Hurricane Priscilla, which bounced by our coast this week without leaving us a drop of rain but created some enormous wave action, also destroyed the solar panels that run Vallarta Cares (formerly the Vallarta Food Bank). This community-based charitable organization is among the most important of the dozens of worthy causes out there. Vallarta Cares deals with humans on the simplest, most basic elements of life – food, water, and love. What began during COVID as feeding a few people every day that had lost their jobs grew into providing packages for families in outlying areas containing basic foodstuffs.

As the world got back on its collective feet, Vallarta Cares expanded into disaster relief, providing potable water in minutes with a donated system to hurricane victims. Vallarta Cares fights forest fires, going far beyond just putting out the flames.

And getting back to basics, they are still feeding dozens daily.

And where does the money come from to first source the cheapest beans, then buy them? Cook them. Then dispense the beans that go with the rest of lunch.
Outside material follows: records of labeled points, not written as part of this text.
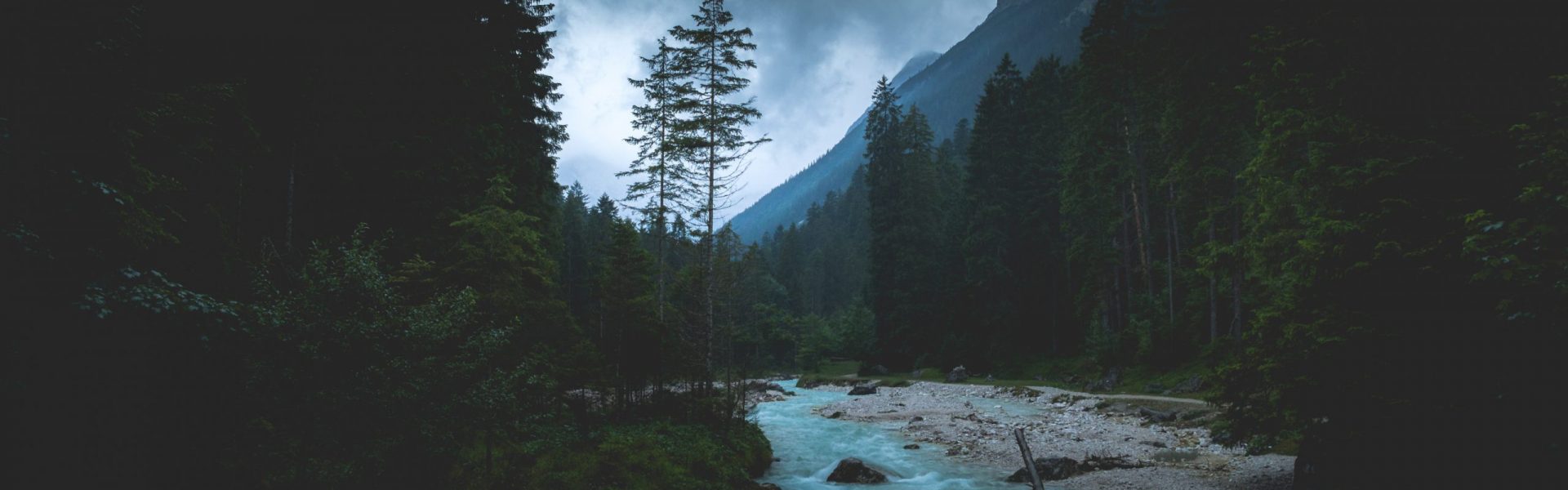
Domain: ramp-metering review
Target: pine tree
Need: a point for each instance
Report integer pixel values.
(659, 163)
(712, 126)
(993, 200)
You. You are it. The only source of Vallarta Cares’ income. They did the right thing by leaving the CFE grid and biting the bullet to buy solar panels, at least easing that burden on their tenuous supply of money. And now the solar panels are gone, and the good work of Vallarta Cares comes to a screeching halt.

My good friend Bri Bott told me about the solar panels this morning and has come up with a wonderful fundraising idea: ”Here’s my birthday wish:

If you were thinking of buying me a drink, you can do even better.

Donate that amount (or more!) to help re-energize Vallarta Cares

When you donate, please include “HBD Brian” in the comment box so I can track our collective give/get total and personally express my gratitude.

Let’s light up Vallarta again and show what community love can do.”

Click here to donate: https://vallartacares.org/

The ball, as they say, is in your court.